También es de reseñar la tercera posición de Rosberg, más teniendo en cuenta que su máximo rival, su compañero de equipo, es el hepatacampeón Michael Schumacher. El viejo alemán sucumbe frente a la juventud germánica, que supera ya en cuarenta y un puntos al todopoderoso Schumi. Pero ojo, éste es sólo un año de transición para uno de los más grandes de la historia, y el año que viene seguro que tenemos al heptacampeón luchando por el Mundial.

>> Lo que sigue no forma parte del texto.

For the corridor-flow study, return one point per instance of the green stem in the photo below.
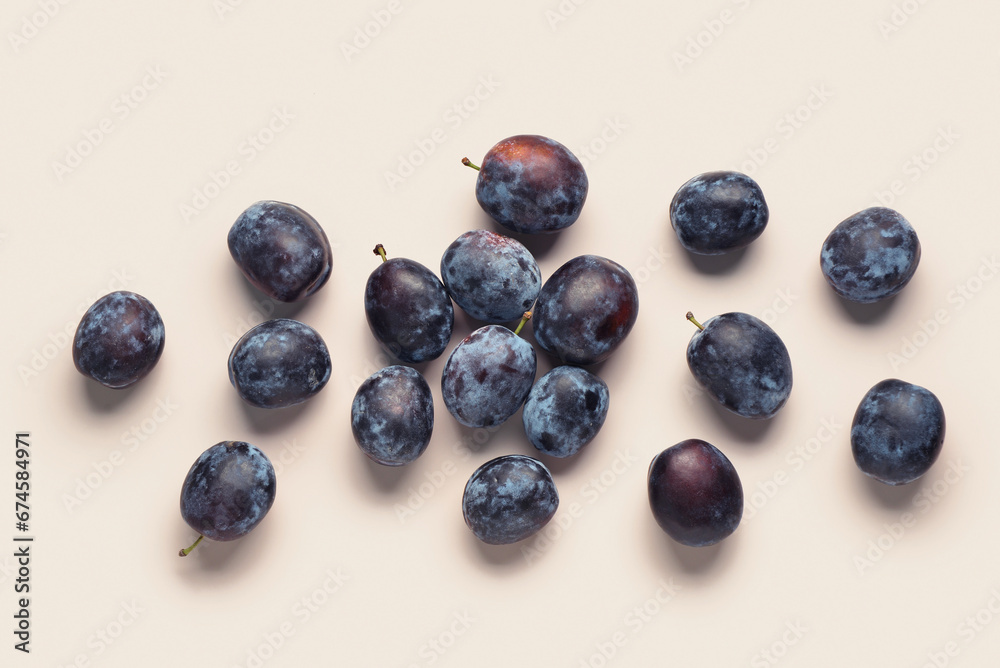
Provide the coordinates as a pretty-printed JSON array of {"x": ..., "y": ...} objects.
[
  {"x": 525, "y": 318},
  {"x": 690, "y": 316},
  {"x": 187, "y": 551}
]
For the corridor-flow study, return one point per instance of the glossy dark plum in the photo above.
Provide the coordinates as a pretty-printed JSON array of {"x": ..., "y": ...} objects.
[
  {"x": 898, "y": 432},
  {"x": 742, "y": 364},
  {"x": 564, "y": 410},
  {"x": 119, "y": 339},
  {"x": 491, "y": 277},
  {"x": 281, "y": 250},
  {"x": 718, "y": 212},
  {"x": 870, "y": 256},
  {"x": 695, "y": 493},
  {"x": 228, "y": 491},
  {"x": 585, "y": 310},
  {"x": 408, "y": 310},
  {"x": 487, "y": 376},
  {"x": 279, "y": 363},
  {"x": 532, "y": 184},
  {"x": 508, "y": 499},
  {"x": 392, "y": 416}
]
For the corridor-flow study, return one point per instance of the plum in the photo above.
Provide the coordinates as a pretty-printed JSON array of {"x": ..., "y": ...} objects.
[
  {"x": 508, "y": 499},
  {"x": 695, "y": 493},
  {"x": 585, "y": 310},
  {"x": 531, "y": 184},
  {"x": 281, "y": 250},
  {"x": 119, "y": 339},
  {"x": 871, "y": 255}
]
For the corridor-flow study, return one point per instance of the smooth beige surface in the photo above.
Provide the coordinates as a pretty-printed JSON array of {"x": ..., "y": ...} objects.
[{"x": 187, "y": 115}]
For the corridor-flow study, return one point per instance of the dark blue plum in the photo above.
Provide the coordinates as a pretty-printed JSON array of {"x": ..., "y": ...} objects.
[
  {"x": 408, "y": 310},
  {"x": 487, "y": 376},
  {"x": 228, "y": 491},
  {"x": 509, "y": 499},
  {"x": 695, "y": 493},
  {"x": 870, "y": 256},
  {"x": 532, "y": 184},
  {"x": 392, "y": 416},
  {"x": 565, "y": 410},
  {"x": 718, "y": 212},
  {"x": 119, "y": 339},
  {"x": 491, "y": 277},
  {"x": 585, "y": 310},
  {"x": 898, "y": 432},
  {"x": 279, "y": 363},
  {"x": 742, "y": 364},
  {"x": 281, "y": 250}
]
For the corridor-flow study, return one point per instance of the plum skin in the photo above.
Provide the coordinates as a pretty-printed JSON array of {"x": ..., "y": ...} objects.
[
  {"x": 870, "y": 256},
  {"x": 508, "y": 499},
  {"x": 532, "y": 184},
  {"x": 695, "y": 493},
  {"x": 392, "y": 416},
  {"x": 718, "y": 212},
  {"x": 408, "y": 310},
  {"x": 281, "y": 250},
  {"x": 565, "y": 410},
  {"x": 585, "y": 310},
  {"x": 491, "y": 277},
  {"x": 742, "y": 363},
  {"x": 897, "y": 432},
  {"x": 279, "y": 363},
  {"x": 119, "y": 339},
  {"x": 488, "y": 376},
  {"x": 228, "y": 490}
]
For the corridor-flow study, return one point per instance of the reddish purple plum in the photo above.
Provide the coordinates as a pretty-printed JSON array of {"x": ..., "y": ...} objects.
[
  {"x": 695, "y": 493},
  {"x": 531, "y": 184}
]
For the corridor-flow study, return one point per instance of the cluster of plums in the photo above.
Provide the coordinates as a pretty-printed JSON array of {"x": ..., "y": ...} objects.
[
  {"x": 898, "y": 429},
  {"x": 579, "y": 316}
]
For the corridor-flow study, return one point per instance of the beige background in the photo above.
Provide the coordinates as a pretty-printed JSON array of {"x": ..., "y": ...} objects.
[{"x": 821, "y": 102}]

También McLaren tuvo un buen fin de semana. Button se marcó una remontada espectacular desde la decimocuarta posición hasta la cuarta. Y Hamilton, que sacó el sábado el doscientos por cien de su monoplaza en calificación, consiguiendo la cuarta posición, acabó segundo gracias a la mala salida de Alonso y al pinchazo de Vettel, y sale aún más líder del Gran Premio de casa.

Finalizó el Gran Premio de Gran Bretaña 2010 con las posiciones como siguen: 1º Webber; 2º Hamilton; 3ª Rosberg; 4º Button; 5º Barrichello; 6º Kobayashi; 7º Vettel; 8º Sutil; 9º Schumacher; 10º Hülkenberg; 11º Liuzzi; 12º Buemi; 13º Petrov; 14º Alonso; 15º Massa; 16º  Trulli; 17º Kovalainen; 18º  Glock; 19º Chandhok; 20º Yamamoto; se retiraron, por orden de posición final, Alguersuari, De la Rosa, Kubica y Di Grassi.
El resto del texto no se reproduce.